To add a tracker, set a key called _tracker in your fw_spec to be an array of objects with filename and nlines keys. Each tracker will track the desired number of final lines of a particular file. The example below has two trackers, one for inputs.txt and another for words.txt (see the _trackers section at the bottom):
name: Tracker FW
spec:
_tasks:
- _fw_name: Template Writer Task
context:
opt1: 5.0
opt2: fast method
output_file: inputs.txt
template_file: simple_template.txt
- _fw_name: Script Task
script: wc -w < inputs.txt > words.txt
use_shell: true
_trackers:
- filename: words.txt
nlines: 25
- filename: inputs.txt
nlines: 25
You can see this example in <INSTALL_DIR>/fw_tutorials/tracker.
The following code example creates the FireWork above with two trackers:
from fireworks.core.firework import FireWork, Tracker
from fireworks.user_objects.firetasks.script_task import ScriptTask
from fireworks.user_objects.firetasks.templatewriter_task import TemplateWriterTask
# create the FireWork consisting of multiple tasks
firetask1 = TemplateWriterTask({'context': {'opt1': 5.0, 'opt2': 'fast method'}, 'template_file': 'simple_template.txt', 'output_file': 'inputs.txt'})
firetask2 = ScriptTask.from_str('wc -w < inputs.txt > words.txt')
# define the trackers
tracker1 = Tracker('words.txt', nlines=25)
tracker2 = Tracker('inputs.txt', nlines=25)
fw = FireWork([firetask1, firetask2], spec={"_trackers": [tracker1, tracker2]})
fw.to_file('fw_tracker.yaml')
You can view the tracked files for a FireWork (during or after execution) with the command:
lpad track_fws -i <FW_ID>
which will print out data like:
# FW id: 1
## Launch id: 1
### Filename: words.txt
7
### Filename: inputs.txt
option1 = 5.0
option2 = fast method
Besides for the <FW_ID>, there are additional options for specifying the FireWork(s) that you want to get the tracked data for. Type lpad track_fws -h to see all the options.
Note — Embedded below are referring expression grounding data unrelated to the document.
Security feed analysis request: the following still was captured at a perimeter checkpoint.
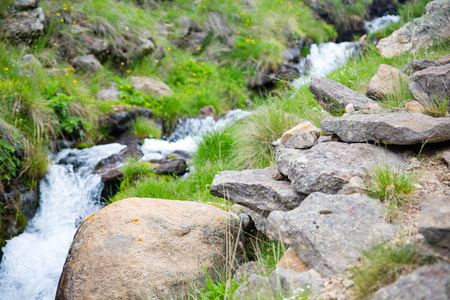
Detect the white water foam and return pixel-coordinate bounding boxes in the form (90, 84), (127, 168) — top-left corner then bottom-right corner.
(0, 144), (126, 300)
(141, 109), (251, 161)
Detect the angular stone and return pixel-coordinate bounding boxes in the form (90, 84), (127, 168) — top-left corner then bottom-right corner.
(409, 63), (450, 105)
(73, 54), (103, 73)
(277, 248), (309, 273)
(211, 168), (305, 216)
(366, 64), (409, 99)
(376, 0), (450, 57)
(419, 194), (450, 248)
(309, 78), (376, 113)
(321, 113), (450, 145)
(269, 268), (323, 296)
(56, 198), (240, 299)
(281, 122), (320, 145)
(276, 143), (407, 194)
(131, 77), (173, 98)
(267, 193), (396, 277)
(402, 59), (441, 75)
(371, 262), (450, 300)
(286, 131), (318, 149)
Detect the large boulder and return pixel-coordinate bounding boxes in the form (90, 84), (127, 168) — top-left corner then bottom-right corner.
(377, 0), (450, 57)
(276, 142), (407, 195)
(409, 64), (450, 105)
(309, 78), (377, 114)
(371, 262), (450, 300)
(419, 194), (450, 249)
(0, 7), (46, 40)
(366, 64), (409, 99)
(211, 168), (306, 216)
(56, 198), (243, 299)
(267, 193), (396, 277)
(321, 113), (450, 145)
(131, 77), (173, 98)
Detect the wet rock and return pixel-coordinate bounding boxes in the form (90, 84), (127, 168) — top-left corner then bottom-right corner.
(73, 54), (103, 73)
(309, 78), (376, 113)
(198, 105), (216, 118)
(211, 168), (305, 216)
(96, 84), (119, 102)
(56, 198), (240, 299)
(419, 194), (450, 248)
(276, 143), (407, 194)
(232, 274), (273, 300)
(269, 268), (323, 296)
(402, 59), (441, 75)
(0, 7), (46, 40)
(376, 0), (450, 57)
(371, 262), (450, 300)
(281, 122), (320, 145)
(277, 248), (309, 273)
(366, 64), (409, 99)
(131, 77), (173, 98)
(321, 113), (450, 145)
(409, 63), (450, 105)
(267, 193), (396, 277)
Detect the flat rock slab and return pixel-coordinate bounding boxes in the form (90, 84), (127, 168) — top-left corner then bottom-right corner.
(276, 143), (407, 194)
(419, 194), (450, 248)
(211, 168), (306, 216)
(371, 263), (450, 300)
(267, 193), (396, 277)
(56, 198), (243, 299)
(321, 113), (450, 145)
(309, 78), (377, 113)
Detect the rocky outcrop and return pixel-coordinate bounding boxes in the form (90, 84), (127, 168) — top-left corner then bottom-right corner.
(267, 193), (396, 277)
(309, 78), (377, 114)
(321, 113), (450, 145)
(73, 54), (103, 73)
(131, 77), (173, 98)
(409, 63), (450, 105)
(56, 198), (243, 299)
(371, 262), (450, 300)
(276, 142), (407, 195)
(376, 0), (450, 57)
(366, 64), (409, 100)
(211, 168), (305, 216)
(419, 194), (450, 249)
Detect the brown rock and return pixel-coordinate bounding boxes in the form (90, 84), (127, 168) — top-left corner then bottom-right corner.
(366, 64), (408, 99)
(131, 77), (173, 98)
(281, 122), (319, 145)
(277, 248), (309, 273)
(56, 198), (243, 299)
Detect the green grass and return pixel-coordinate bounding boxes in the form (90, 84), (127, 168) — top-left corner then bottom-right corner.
(352, 244), (428, 299)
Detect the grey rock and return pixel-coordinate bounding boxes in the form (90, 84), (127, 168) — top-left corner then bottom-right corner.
(321, 113), (450, 145)
(269, 268), (323, 297)
(309, 78), (376, 113)
(97, 85), (119, 101)
(0, 7), (45, 40)
(371, 262), (450, 300)
(211, 168), (305, 216)
(419, 194), (450, 248)
(286, 131), (318, 149)
(409, 63), (450, 105)
(376, 0), (450, 57)
(402, 59), (441, 75)
(73, 54), (103, 73)
(14, 0), (37, 10)
(232, 274), (273, 300)
(276, 143), (407, 194)
(267, 193), (396, 277)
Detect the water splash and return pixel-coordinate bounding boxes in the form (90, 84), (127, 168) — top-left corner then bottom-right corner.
(0, 144), (126, 300)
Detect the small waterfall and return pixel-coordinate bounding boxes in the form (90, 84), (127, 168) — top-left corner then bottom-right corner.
(0, 144), (126, 300)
Within the codebase, you can use the function get_tracker_data(fw_id) of the LaunchPad object to get the tracker data as a dict.
The output file is monitored for changes at every update ping interval, as well as at the beginning and completion of execution. By default, the ping interval is set to be every hour; this is to avoid overloading the database with pings if tens of thousands of runs are happening simultaneously. You can change the ping interval (PING_TIME_SECS) in the FW config.
The tracker is meant to give basic debug information about a job, not to permanently store output files. There is a limit of 1000 lines to keep the Mongo document size reasonable. We suggest you leave nlines to be about 25 lines or so.